FLYING REPTILES. The atmosphere, which had hitherto been tenanted only by insects, was first conquered by the vertebrates in the Mesozoic. Pterosaurs, winged reptiles, whose whole organism was adapted for flight through the air, appeared in the Jurassic and passed off the stage of existence before the end of the Cretaceous. The bones were hollow, as are those of birds. The sternum, or breastbone, was given a keel for the attachment of the wing muscles. The fifth finger, prodigiously lengthened, was turned backward to support a membrane which was attached to the body and extended to the base of the tail. The other fingers were free, and armed with sharp and delicate claws, as shown in Figures 336 and 337.

These "dragons of the air" varied greatly in size; some were as small as sparrows, while others surpassed in stretch of wing the largest birds of the present day. They may be divided into two groups. The earliest group comprises genera with jaws set with teeth, and with long tails sometimes provided with a rudderlike expansion at the end. In their successors of the later group the tail had become short, and in some of the genera the teeth had disappeared. Among the latest of the flying reptiles was ORNITHOSTOMA (bird beak), the largest creature which ever flew, and whose remains are imbedded in the offshore deposits of the Cretaceous sea which held sway over our western plains. Ornithostoma's spread of wings was twenty feet. Its bones were a marvel of lightness, the entire skeleton, even in its petrified condition, not weighing more than five or six pounds. The sharp beak, a yard long, was toothless and bird-like, as its name suggests

BIRDS. The earliest known birds are found in the Jurassic, and during the remainder of the Mesozoic they contended with the flying reptiles for the empire of the air.
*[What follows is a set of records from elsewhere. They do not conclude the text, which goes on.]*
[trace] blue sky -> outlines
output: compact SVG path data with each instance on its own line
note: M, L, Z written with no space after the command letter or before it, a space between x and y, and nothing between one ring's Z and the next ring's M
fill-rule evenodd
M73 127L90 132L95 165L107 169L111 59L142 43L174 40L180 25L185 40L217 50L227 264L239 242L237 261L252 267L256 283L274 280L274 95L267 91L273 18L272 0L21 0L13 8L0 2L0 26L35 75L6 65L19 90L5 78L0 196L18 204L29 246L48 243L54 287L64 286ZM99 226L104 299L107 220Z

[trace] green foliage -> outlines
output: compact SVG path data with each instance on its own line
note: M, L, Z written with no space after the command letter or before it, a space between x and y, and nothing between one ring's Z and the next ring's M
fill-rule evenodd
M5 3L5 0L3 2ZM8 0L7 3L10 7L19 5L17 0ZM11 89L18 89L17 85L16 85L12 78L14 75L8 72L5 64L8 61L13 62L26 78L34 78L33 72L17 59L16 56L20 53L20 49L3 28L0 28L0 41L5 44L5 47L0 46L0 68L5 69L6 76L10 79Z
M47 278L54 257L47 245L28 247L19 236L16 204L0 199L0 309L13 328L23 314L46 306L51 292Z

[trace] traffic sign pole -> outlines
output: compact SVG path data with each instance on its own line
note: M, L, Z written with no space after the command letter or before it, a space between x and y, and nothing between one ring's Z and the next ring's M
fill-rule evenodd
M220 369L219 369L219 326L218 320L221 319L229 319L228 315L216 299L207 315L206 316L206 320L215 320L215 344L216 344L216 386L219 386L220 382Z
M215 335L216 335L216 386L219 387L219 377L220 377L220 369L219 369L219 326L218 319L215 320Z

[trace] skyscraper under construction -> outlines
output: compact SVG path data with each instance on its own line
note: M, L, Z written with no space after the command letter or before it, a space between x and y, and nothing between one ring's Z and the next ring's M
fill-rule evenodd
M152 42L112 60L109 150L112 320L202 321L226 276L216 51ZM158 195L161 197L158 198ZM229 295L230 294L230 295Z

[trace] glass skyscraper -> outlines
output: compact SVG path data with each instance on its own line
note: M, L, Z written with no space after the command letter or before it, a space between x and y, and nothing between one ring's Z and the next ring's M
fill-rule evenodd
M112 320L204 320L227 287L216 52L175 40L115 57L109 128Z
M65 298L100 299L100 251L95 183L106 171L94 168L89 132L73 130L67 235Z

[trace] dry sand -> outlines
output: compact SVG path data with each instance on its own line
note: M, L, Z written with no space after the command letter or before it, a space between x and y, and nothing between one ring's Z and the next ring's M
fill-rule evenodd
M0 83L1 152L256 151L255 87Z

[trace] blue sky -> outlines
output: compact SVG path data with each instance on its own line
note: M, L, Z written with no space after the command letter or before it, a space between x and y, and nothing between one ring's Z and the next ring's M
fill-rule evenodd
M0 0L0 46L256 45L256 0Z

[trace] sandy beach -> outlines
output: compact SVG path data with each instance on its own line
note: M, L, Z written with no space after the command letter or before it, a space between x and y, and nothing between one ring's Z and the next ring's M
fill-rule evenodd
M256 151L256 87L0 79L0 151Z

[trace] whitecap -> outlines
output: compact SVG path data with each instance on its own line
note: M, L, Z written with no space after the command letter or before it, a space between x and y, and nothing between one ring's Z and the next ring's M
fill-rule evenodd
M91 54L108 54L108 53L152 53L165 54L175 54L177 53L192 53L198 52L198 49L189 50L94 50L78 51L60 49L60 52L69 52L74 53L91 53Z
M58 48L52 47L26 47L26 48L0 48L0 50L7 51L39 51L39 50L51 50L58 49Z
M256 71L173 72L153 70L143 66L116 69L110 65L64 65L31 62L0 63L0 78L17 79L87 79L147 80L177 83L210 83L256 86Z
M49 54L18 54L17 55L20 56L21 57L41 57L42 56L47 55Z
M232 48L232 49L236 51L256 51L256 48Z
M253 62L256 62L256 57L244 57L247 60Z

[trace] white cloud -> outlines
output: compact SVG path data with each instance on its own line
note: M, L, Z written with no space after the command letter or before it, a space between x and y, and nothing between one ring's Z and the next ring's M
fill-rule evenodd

The first feathered creatures were very different from the birds of to-day. Their characteristics prove them an offshoot of the dinosaur line of reptiles. ARCHAEOPTERYX (ANCIENT BIRD) (Fig. 338) exhibits a strange mingling of bird and reptile. Like birds, it was fledged with perfect feathers, at least on wings and tail, but it retained the teeth of the reptile, and its long tail was vertebrated, a pair of feathers springing from each joint. Throughout the Jurassic and Cretaceous the remains of birds are far less common than those of flying reptiles, and strata representing hundreds of thousands of years intervene between Archaeopteryx and the next birds of which we know, whose skeletons occur in the Cretaceous beds of western Kansas.

MAMMALS. So far as the entries upon the geological record show, mammals made their advent in a very humble way during the Trias. These earliest of vertebrates which suckle their young were no bigger than young kittens, and their strong affinities with the theromorphs suggest that their ancestors are to be found among some generalized types of that order of reptiles.

During the long ages of the Mesozoic, mammals continued small and few, and were completely dominated by the reptiles. Their remains are exceedingly rare, and consist of minute scattered teeth,—with an occasional detached jaw,—which prove them to have been flesh or insect eaters. In the same way their affinities are seen to be with the lowest of mammals,—the MONOTREMES and MARSUPIALS. The monotremes,—such as the duckbill mole and the spiny ant-eater of Australia, reproduce by means of eggs resembling those of reptiles; the marsupials, such as the opossum and the kangaroo, bring forth their young alive, but in a very immature condition, and carry them for some time after birth in the marsupium, a pouch on the ventral side of the body.